謎の未承認国家ナゴルノ=カラバフの首都ステパナケルトから紛争の激戦地で今でもその爪痕残るシューシという町に行ってきました。
深い霧が立ち込める中で廃墟を探索してきました。
まるで霧深いテレビゲームの世界に放り込まれたかのようで、ときおり言いようのない恐怖感を覚えました。
シューシへの行き方
シューシはステパナケルトからバスで一時間足らずの場所にありますが、誰でも訪問できるというわけでもありません。
当地の外務省でビザを取得する際に訪問する都市を記入しなければならず、その時に申請していなければ無許可訪問というになります。
実際にシューシでは警察官からビザのチェックがありましたので注意してください。
また ナゴルノ=カラバフの現状はアルメニア人の支配下にありますが、アゼルバイジャンは領土奪還を悲願としており、近年のアゼルバイジャンとアルメニアの経済状況の格差から、またいつ紛争状態になっておかしくない状況とも考えられます。
アゼルバイジャン滞在時はテレビ放送で繰り返し、ナゴルノ=カラバフ奪還を主張しており、事実軍備は拡張されているのです。
今でもアゼルバイジャン側の境界近くでは散発的な争いを起こっており、訪問する場所も外務省職員のアドヴァイスに従って決めるといいでしょう。
霧に包まれた廃墟を歩く
シューシの見どころは紛争時に受けた被害が廃墟となって残っている点にあります。
ナゴルノ=カラバフ政府も廃墟をそのまま残すことでアルメニア側の正当性を訴える戦略をとっており、シューシ市内には見学することができる廃墟がいくつかあります。
大規模な廃墟としてはかつてアゼルバイジャン領であったことを伝えるモスク跡や、アゼルバイジャン軍の空爆で破壊された学校の跡があります。
特に廃墟の学校はその内部まで入ることができて、人気のなさと濃霧が重なってホラー映画の舞台のようでした。
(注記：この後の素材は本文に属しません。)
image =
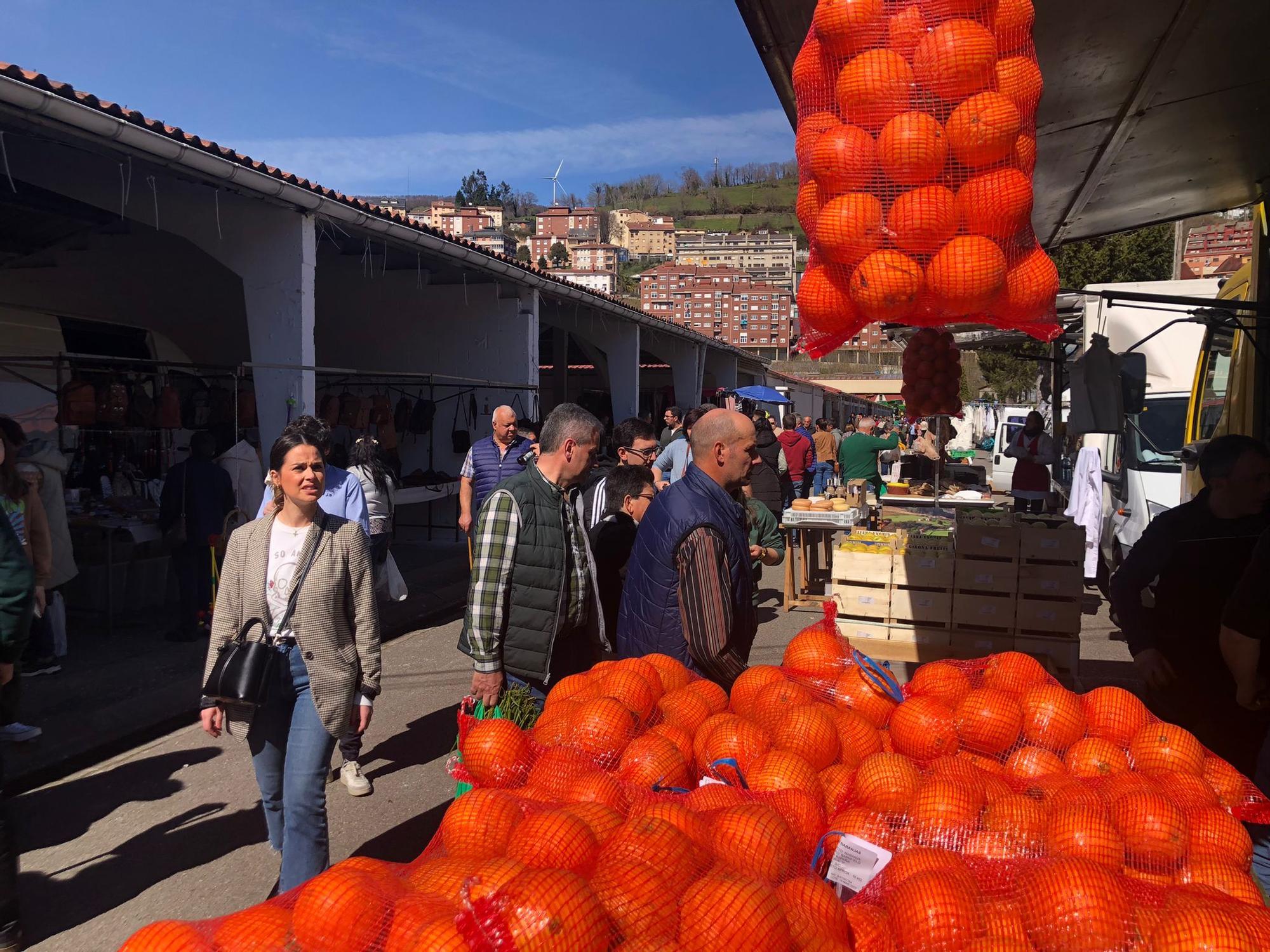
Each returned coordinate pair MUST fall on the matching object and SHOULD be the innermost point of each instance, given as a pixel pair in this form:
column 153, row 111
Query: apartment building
column 722, row 303
column 449, row 219
column 1213, row 251
column 562, row 221
column 622, row 219
column 594, row 257
column 769, row 256
column 604, row 282
column 493, row 241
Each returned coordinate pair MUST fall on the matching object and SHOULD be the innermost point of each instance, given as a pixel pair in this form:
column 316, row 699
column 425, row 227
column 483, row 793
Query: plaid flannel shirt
column 495, row 538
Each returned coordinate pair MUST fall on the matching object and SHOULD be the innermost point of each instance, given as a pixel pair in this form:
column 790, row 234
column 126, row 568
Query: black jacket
column 765, row 480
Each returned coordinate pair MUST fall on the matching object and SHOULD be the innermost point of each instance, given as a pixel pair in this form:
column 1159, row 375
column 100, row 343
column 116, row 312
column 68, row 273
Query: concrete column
column 559, row 366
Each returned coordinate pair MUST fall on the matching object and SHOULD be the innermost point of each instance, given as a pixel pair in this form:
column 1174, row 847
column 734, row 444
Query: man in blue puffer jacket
column 688, row 586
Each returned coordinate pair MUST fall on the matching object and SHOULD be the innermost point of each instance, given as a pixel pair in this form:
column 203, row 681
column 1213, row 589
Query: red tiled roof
column 65, row 91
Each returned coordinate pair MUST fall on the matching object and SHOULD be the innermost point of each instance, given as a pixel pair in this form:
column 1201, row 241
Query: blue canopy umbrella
column 764, row 395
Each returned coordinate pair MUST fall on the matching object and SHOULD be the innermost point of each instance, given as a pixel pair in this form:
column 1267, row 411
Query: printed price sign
column 855, row 863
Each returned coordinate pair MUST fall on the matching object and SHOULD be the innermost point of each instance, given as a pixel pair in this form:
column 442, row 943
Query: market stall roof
column 1154, row 110
column 32, row 97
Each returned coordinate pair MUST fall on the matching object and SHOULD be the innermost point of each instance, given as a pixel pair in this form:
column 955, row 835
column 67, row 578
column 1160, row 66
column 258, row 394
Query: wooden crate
column 1052, row 581
column 923, row 571
column 986, row 576
column 863, row 601
column 930, row 607
column 853, row 568
column 1048, row 615
column 991, row 541
column 976, row 610
column 1062, row 651
column 971, row 643
column 1061, row 543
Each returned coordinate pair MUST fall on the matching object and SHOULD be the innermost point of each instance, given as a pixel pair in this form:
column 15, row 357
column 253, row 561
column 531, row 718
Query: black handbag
column 242, row 671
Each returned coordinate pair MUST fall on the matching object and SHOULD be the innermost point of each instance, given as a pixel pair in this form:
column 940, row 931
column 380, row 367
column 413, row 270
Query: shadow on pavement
column 422, row 742
column 404, row 842
column 200, row 836
column 65, row 812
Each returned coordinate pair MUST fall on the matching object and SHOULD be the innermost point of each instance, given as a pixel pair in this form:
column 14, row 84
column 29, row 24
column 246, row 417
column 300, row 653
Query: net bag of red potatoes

また紛争時には大量の難民がここを去ったせいて、誰も住んでいないと思われる空き家が多数あり、この街の雰囲気をさらに陰鬱にしています。
市内自体は3時間もあれば見て回れる広さですが、印象として女性の一人歩きはオススメしません。
視界がほとんどない霧の中からヒョードルみたいなおっさんが出てきたときは僕も驚いたし、ヒョードルさんもいきなり東洋人が現れてびっくりしていましたので注意は必要です。
アゼルバイジャンとアルメニアはお互いを激しく憎み合っていて、周辺地域のパワーバランスの乱れは、ここナゴルノ=カラバフの現状を直撃する恐れもありますが、行ける時に行っておいた方がいい場所とも言えます。
ナゴルノ=カラバフ紛争のきっかけはソ連の誘導によるものという説もあり、両国が和解の道を選ぶことを心より願います。